PRESIDENT Muhammadu Buhari has assured victims of last Friday’s bomb blasts at Nyanya and Kuje in Abuja that the federal government would take full responsibility for settling their medical bills.
Last Friday, Boko Haram detonated two bombs in the two satellite towns of the Federal Capital territory, Abuja, killing as many as 14 people. In what has been the terrorist sect's most deadly attack on the capital recently, massive explosions rocked Kuje Market, Kuje Police Station and the Nyanya overhead bridge.
Yesterday, President Buhari visited some of the victims at the Trauma Centre of the National Hospital in Abuja, where he promised to take care of their medical bills and be responsible for their treatment. While wishing them a speedy recovery, the president, who was accompanied by Governor Ibikunle Amosun of Ogun State, visited the intensive care unit, the paediatric unit and general wards of the hospital.
While at the hospital, he was greeted with the sight of a baby girl in the paediatric ward whose mother, Deborah Stephen, broke into tears on seeing President Buhari. She told the president that the baby girl was shot by armed robbers who raided their home, adding that the family could not afford the medical bills.
President Buhari immediately directed his chief of staff, Mallam Abba Kyari, to settle the medical bill of the girl, which amounted to N268,790 (£890). As with the case of the Boko Haram victims, the girl too was a victim of the rampant insecurity in Nigeria.

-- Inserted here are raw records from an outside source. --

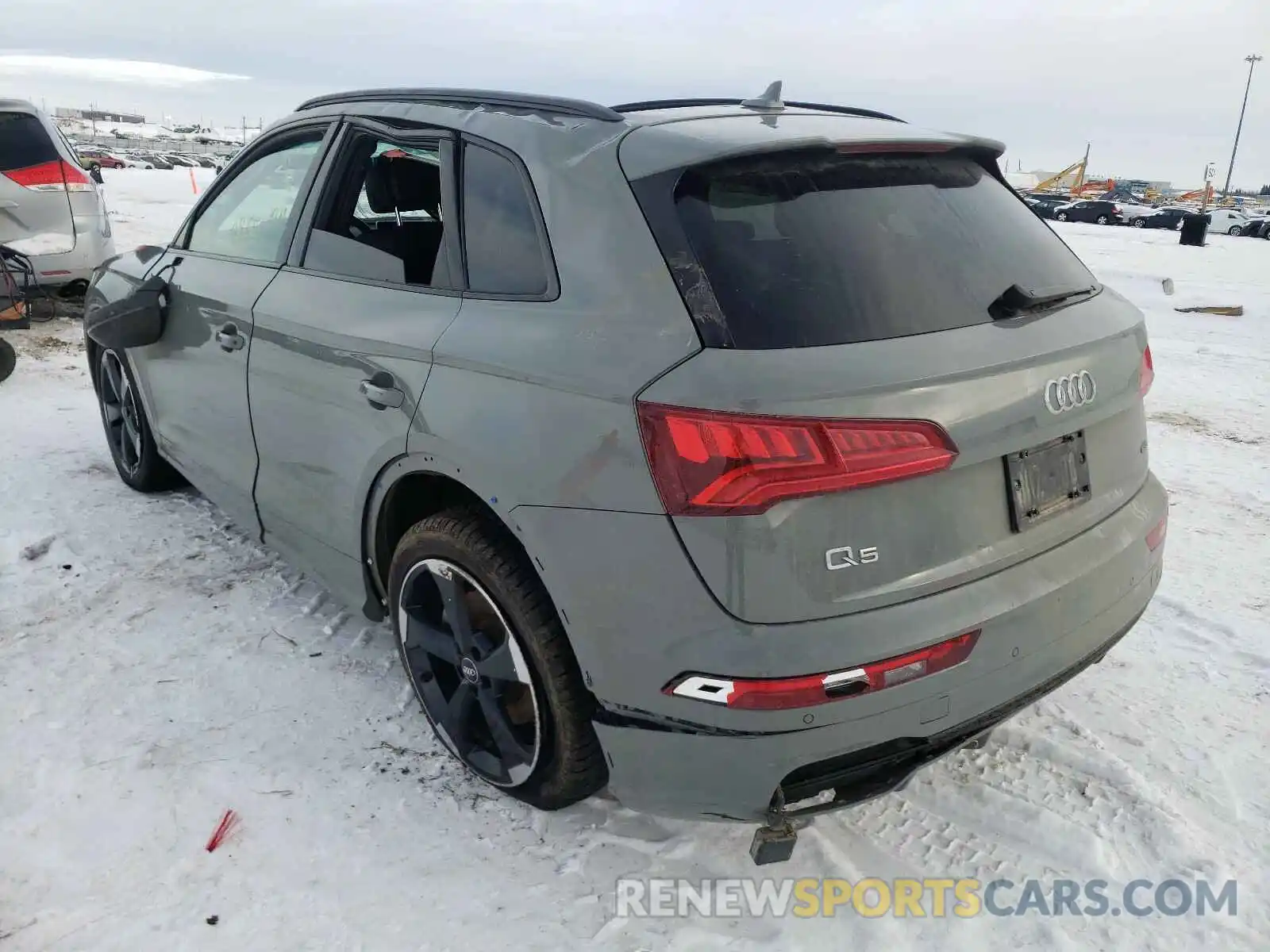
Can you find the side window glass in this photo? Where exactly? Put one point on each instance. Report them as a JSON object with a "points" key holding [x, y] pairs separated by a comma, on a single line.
{"points": [[505, 254], [248, 219], [383, 217]]}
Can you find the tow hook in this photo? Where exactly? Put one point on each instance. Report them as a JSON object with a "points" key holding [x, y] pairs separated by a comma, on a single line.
{"points": [[774, 842]]}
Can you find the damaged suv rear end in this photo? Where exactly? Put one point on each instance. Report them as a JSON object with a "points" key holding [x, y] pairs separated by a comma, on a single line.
{"points": [[908, 465]]}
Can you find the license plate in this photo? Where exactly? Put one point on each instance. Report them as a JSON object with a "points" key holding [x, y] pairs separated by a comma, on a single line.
{"points": [[1047, 480]]}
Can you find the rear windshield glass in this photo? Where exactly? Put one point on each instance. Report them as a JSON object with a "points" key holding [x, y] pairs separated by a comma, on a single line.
{"points": [[23, 143], [821, 248]]}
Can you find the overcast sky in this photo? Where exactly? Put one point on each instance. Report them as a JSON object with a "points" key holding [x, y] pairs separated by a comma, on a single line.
{"points": [[1155, 86]]}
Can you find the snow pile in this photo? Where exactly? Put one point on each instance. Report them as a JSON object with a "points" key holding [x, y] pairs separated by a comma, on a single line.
{"points": [[156, 670]]}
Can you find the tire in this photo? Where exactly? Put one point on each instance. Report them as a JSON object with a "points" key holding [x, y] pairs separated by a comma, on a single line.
{"points": [[467, 549], [8, 359], [127, 431]]}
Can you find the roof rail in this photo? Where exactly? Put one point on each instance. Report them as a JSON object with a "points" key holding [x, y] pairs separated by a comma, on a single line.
{"points": [[690, 103], [470, 97]]}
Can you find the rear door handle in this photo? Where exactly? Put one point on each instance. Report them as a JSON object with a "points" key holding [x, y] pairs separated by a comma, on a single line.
{"points": [[230, 340], [381, 397]]}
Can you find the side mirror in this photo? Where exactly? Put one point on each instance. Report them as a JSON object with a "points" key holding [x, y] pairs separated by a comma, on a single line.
{"points": [[137, 321]]}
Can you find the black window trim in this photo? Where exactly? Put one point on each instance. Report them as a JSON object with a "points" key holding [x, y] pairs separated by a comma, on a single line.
{"points": [[260, 146], [334, 167], [552, 290], [654, 196]]}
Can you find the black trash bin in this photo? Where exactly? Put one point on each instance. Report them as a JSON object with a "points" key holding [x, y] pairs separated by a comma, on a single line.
{"points": [[1195, 228]]}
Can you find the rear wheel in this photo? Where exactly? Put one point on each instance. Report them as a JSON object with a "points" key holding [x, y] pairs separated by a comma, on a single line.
{"points": [[8, 359], [489, 660], [127, 432]]}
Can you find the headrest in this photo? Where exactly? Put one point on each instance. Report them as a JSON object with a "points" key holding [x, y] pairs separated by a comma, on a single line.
{"points": [[404, 184]]}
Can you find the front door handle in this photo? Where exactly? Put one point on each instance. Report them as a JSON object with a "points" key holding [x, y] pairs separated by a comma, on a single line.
{"points": [[381, 397], [230, 340]]}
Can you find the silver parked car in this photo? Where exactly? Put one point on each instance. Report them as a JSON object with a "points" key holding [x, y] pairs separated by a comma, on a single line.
{"points": [[742, 455], [50, 209]]}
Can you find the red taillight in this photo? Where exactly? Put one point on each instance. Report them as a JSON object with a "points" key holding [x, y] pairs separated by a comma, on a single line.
{"points": [[1147, 374], [708, 463], [812, 689], [57, 175]]}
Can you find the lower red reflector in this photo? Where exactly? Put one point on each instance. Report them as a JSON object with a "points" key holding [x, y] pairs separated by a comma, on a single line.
{"points": [[812, 689]]}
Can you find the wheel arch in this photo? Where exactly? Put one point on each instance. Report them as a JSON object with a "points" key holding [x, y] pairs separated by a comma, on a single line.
{"points": [[410, 489]]}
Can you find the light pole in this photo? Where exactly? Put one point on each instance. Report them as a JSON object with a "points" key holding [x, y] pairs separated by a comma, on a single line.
{"points": [[1251, 61]]}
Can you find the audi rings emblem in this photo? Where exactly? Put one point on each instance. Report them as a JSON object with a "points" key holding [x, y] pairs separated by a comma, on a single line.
{"points": [[1070, 393]]}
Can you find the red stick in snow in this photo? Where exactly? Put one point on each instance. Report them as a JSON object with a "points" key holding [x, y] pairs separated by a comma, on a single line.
{"points": [[222, 831]]}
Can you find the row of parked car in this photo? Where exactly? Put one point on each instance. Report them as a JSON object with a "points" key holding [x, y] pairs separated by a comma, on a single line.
{"points": [[94, 158], [1099, 211]]}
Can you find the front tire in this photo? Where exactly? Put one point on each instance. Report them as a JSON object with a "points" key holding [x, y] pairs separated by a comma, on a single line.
{"points": [[127, 431], [489, 660]]}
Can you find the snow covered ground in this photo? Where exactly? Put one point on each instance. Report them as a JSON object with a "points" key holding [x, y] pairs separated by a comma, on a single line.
{"points": [[158, 668]]}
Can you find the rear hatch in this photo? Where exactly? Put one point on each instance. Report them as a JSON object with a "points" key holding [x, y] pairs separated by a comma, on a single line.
{"points": [[36, 183], [908, 381]]}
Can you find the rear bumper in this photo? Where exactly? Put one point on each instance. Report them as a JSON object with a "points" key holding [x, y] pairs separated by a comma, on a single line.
{"points": [[704, 777], [635, 624], [92, 248]]}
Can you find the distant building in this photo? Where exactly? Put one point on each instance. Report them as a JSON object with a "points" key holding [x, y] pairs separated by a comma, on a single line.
{"points": [[98, 116]]}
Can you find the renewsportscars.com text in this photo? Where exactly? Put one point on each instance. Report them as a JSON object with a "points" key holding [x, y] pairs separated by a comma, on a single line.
{"points": [[926, 898]]}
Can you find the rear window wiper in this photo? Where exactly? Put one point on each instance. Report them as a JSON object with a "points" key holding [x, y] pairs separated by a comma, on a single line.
{"points": [[1018, 300]]}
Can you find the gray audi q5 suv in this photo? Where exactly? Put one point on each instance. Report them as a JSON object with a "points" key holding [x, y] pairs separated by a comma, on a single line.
{"points": [[743, 456]]}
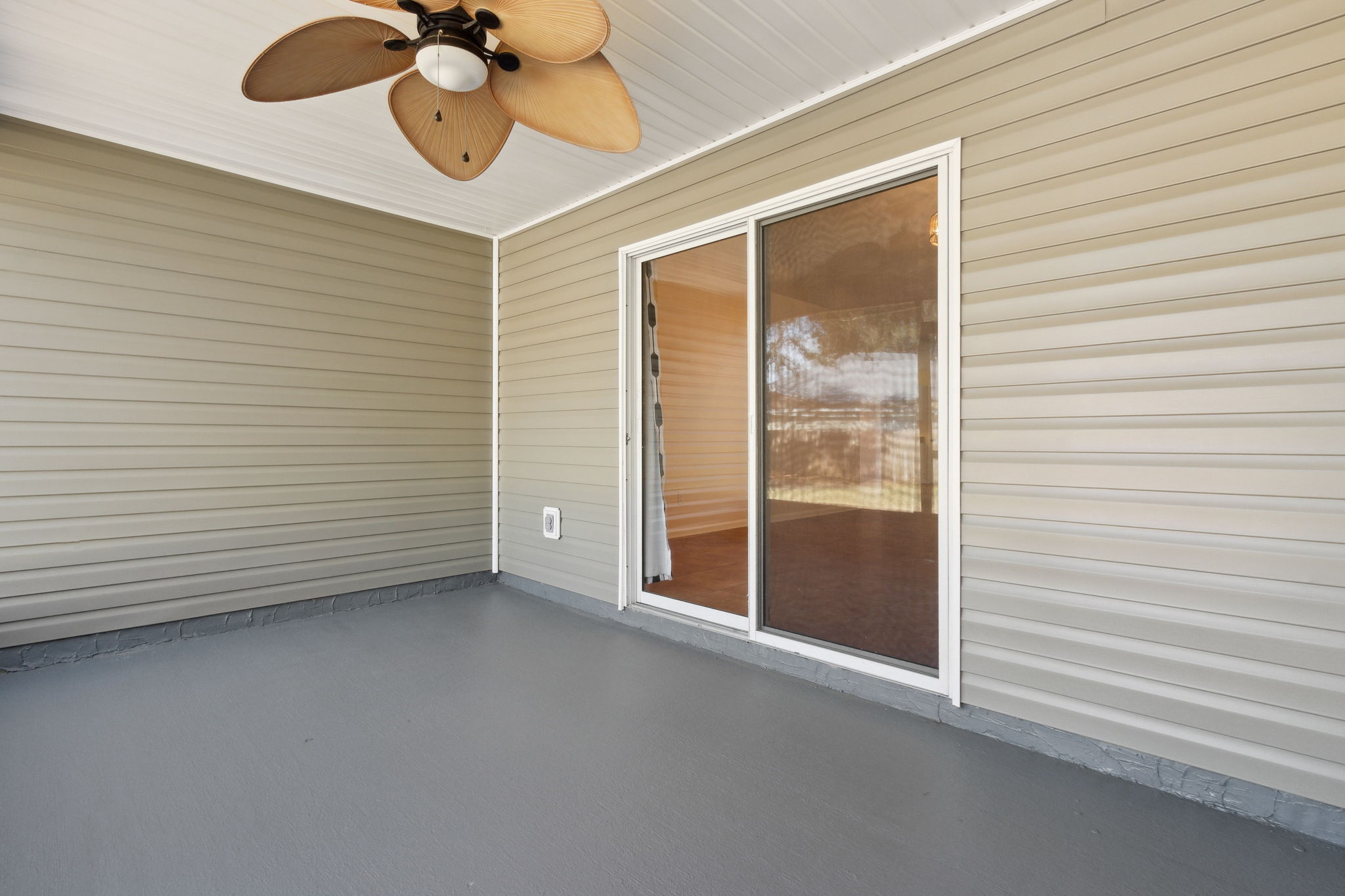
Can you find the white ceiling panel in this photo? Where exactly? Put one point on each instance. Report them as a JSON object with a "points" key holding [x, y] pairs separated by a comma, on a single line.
{"points": [[165, 78]]}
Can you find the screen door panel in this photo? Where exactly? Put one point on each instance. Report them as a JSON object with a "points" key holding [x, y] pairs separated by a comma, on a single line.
{"points": [[849, 453]]}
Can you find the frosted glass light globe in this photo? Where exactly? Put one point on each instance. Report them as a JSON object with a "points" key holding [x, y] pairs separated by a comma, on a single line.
{"points": [[451, 68]]}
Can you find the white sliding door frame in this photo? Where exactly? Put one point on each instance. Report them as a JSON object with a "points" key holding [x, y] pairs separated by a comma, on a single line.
{"points": [[946, 161]]}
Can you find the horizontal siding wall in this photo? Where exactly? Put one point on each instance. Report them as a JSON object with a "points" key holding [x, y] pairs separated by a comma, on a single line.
{"points": [[1155, 366], [218, 394]]}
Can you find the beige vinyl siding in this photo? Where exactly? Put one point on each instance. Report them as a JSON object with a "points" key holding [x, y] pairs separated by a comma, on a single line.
{"points": [[1155, 378], [217, 394]]}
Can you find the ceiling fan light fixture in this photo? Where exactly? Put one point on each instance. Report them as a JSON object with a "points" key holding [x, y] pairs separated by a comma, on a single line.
{"points": [[451, 65]]}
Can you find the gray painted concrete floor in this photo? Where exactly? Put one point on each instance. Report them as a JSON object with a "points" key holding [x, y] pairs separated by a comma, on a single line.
{"points": [[487, 742]]}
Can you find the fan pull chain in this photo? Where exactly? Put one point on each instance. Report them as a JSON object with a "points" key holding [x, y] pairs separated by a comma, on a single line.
{"points": [[463, 117], [439, 91]]}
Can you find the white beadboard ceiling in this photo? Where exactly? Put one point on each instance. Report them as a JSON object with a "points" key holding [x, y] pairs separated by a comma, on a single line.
{"points": [[164, 77]]}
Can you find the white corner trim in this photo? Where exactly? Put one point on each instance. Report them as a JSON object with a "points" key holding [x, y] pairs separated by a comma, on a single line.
{"points": [[856, 83], [495, 405]]}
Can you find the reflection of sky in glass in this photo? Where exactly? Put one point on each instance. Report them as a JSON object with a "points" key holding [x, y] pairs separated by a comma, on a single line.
{"points": [[803, 362]]}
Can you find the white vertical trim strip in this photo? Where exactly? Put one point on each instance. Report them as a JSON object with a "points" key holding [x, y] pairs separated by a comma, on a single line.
{"points": [[950, 417], [626, 437], [495, 405], [753, 429], [856, 83]]}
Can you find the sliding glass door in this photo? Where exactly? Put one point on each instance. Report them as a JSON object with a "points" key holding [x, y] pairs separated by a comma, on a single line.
{"points": [[849, 344], [791, 450], [694, 412]]}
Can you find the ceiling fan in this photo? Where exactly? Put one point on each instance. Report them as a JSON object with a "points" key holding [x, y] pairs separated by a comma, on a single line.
{"points": [[462, 101]]}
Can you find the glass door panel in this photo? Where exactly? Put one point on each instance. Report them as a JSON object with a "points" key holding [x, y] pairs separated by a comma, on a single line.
{"points": [[849, 524], [694, 441]]}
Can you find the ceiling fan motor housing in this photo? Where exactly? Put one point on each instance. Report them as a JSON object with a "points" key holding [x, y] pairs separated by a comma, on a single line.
{"points": [[451, 51]]}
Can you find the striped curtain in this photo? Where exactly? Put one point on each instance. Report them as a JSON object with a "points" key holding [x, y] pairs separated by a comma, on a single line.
{"points": [[658, 554]]}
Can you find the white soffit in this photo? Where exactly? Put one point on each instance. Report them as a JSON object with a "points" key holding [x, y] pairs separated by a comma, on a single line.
{"points": [[164, 78]]}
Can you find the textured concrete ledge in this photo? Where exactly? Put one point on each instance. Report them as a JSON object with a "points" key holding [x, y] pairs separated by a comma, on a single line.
{"points": [[45, 653], [1219, 792]]}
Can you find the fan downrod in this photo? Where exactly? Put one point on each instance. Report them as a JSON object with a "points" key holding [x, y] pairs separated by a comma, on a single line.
{"points": [[458, 27]]}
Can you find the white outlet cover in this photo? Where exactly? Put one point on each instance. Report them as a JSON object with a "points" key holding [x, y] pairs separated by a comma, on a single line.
{"points": [[550, 523]]}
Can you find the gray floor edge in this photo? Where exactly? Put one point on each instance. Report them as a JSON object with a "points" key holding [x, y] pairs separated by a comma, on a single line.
{"points": [[1211, 789], [45, 653]]}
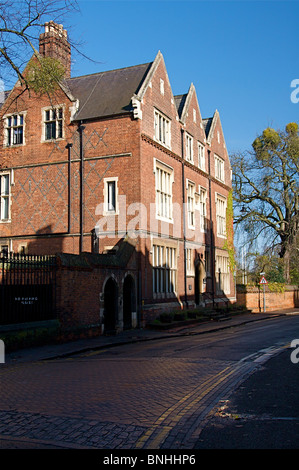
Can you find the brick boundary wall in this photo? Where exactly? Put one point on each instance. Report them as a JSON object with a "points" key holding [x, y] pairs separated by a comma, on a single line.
{"points": [[252, 298]]}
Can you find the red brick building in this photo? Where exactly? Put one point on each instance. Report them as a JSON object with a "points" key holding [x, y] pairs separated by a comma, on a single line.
{"points": [[113, 157]]}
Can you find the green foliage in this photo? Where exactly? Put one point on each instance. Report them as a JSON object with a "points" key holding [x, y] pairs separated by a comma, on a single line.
{"points": [[43, 74], [292, 128], [266, 143]]}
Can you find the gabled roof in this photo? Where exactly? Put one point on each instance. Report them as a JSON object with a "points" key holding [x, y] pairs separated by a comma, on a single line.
{"points": [[106, 93], [180, 103], [207, 125]]}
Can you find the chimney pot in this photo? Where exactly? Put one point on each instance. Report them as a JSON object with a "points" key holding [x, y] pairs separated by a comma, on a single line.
{"points": [[53, 43]]}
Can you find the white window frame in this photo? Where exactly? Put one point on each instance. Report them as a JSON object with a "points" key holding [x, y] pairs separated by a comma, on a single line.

Already, the Nigeria Labour Congress said the multiple bombings unleashed on innocent residents at Kuje and Nyanya towns in Abuja by terrorists was not only condemnable but also a call for communal vigilance by all residents. Peoples Democratic Party governors also condemned the bombings, describing it as cowardly, brutish and offensive to the collective well-being of all Nigerians, while Pastor Ayo Oritsejafor, the president of the Christian Association of Nigeria, condemned the attacks too.